The organization raised money by selling memberships for $5 for a family. Funding also came from the Ontario Ministry of the Environment through an Environmental Youth Corps program.

Rails to Trails spent over a year conferring with the councils of cities, towns and townships (Fergus, Elora, Orton, Belwood, Erin, Hillsburgh and Cataract), as well as with Wellington, Dufferin and Peel counties and the Ministry of Natural Resources to promote the idea of the Elora-Cataract Trailway.

The project initially was intended to include a second trail running from Elora to Guelph along another decommissioned Canadian National Railway line, but that part of the plan was rejected. Nonetheless, money from Guelph helped to purchase trailway land.

At the Rails to Trails annual general meeting in 1991, a committee was formed to raise public awareness and support for the project and arrange the purchase of the section of property between Elora and Fergus. There were numerous problems to solve. People who owned property adjacent to the proposed trailway had concerns about such things as noise, trash, vandalism, liability, privacy, and the effect on property values.

They had to be convinced the trailway would be clean, well-managed and effectively supervised.

The original plan had banned all motorized vehicles from the trailway, but modifications were made to allow responsible snowmobile organizations to use the part of the route between Fergus and Erin. Horseback riding would be permitted on the section between Fergus and Cataract.

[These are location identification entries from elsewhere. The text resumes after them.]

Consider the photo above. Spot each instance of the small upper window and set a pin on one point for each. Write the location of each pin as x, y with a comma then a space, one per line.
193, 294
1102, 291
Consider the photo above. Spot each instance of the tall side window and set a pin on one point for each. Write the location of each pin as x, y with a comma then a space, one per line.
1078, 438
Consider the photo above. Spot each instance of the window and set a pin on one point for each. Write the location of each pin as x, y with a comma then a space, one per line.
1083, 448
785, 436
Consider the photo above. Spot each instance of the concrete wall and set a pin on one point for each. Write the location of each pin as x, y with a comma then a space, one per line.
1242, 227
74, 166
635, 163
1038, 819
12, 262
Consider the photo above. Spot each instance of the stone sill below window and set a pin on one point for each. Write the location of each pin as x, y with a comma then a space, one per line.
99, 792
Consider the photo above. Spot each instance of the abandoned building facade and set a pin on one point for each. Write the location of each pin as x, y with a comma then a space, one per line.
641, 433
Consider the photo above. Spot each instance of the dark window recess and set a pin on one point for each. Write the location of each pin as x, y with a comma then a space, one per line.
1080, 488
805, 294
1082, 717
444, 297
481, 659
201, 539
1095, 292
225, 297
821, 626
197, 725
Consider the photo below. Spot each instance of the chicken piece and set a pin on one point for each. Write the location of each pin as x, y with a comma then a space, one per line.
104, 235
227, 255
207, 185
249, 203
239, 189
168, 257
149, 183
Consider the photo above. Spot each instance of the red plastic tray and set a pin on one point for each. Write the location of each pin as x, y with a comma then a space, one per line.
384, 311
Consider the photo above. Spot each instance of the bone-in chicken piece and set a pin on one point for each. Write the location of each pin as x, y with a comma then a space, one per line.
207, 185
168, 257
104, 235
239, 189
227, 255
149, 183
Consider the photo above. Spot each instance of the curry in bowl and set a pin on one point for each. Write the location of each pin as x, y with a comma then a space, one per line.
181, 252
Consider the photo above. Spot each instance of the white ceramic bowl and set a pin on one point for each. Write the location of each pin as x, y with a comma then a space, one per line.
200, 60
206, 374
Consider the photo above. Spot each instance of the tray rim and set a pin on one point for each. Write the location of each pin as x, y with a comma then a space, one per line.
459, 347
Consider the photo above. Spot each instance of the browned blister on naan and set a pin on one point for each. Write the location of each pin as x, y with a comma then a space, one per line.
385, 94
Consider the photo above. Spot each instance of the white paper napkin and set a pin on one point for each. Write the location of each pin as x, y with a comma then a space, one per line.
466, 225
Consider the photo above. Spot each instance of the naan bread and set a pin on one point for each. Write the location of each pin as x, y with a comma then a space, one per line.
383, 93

After eight years of planning, organizing and hard work, an official opening celebration was held on May 26, 1996, at Hampton Barn in Belwood Lake Conservation Area.

There was still work to be done. Gates had to be erected at access points, and directional and regulation signage installed. Information kiosks would be installed at Elora, Fergus, Orton and Lake Belwood. The trail would be resurfaced with stone dust, and guard rails installed where necessary. There would also be parking lots,
bridges, safety features on the Shand Dam, and a new loop on the Elora-Fergus section.

In 1999, the Elora Cataract Trailway officially became part of the Trans Canada Trail System, linking up with the Caledon Trail at the village of Inglewood. For more than 30 years the trailway has taken local residents and visitors into some of the most beautiful the rolling countryside in Southern Ontario.

It is accessible all year, but is especially inviting during the warm days of summer.

Whether you are hiking or biking, remember that your journey is taking you down a line where the air was once filled with the rattle of steel wheels on rails and the blast of the locomotive’s whistle in the golden age of railroading.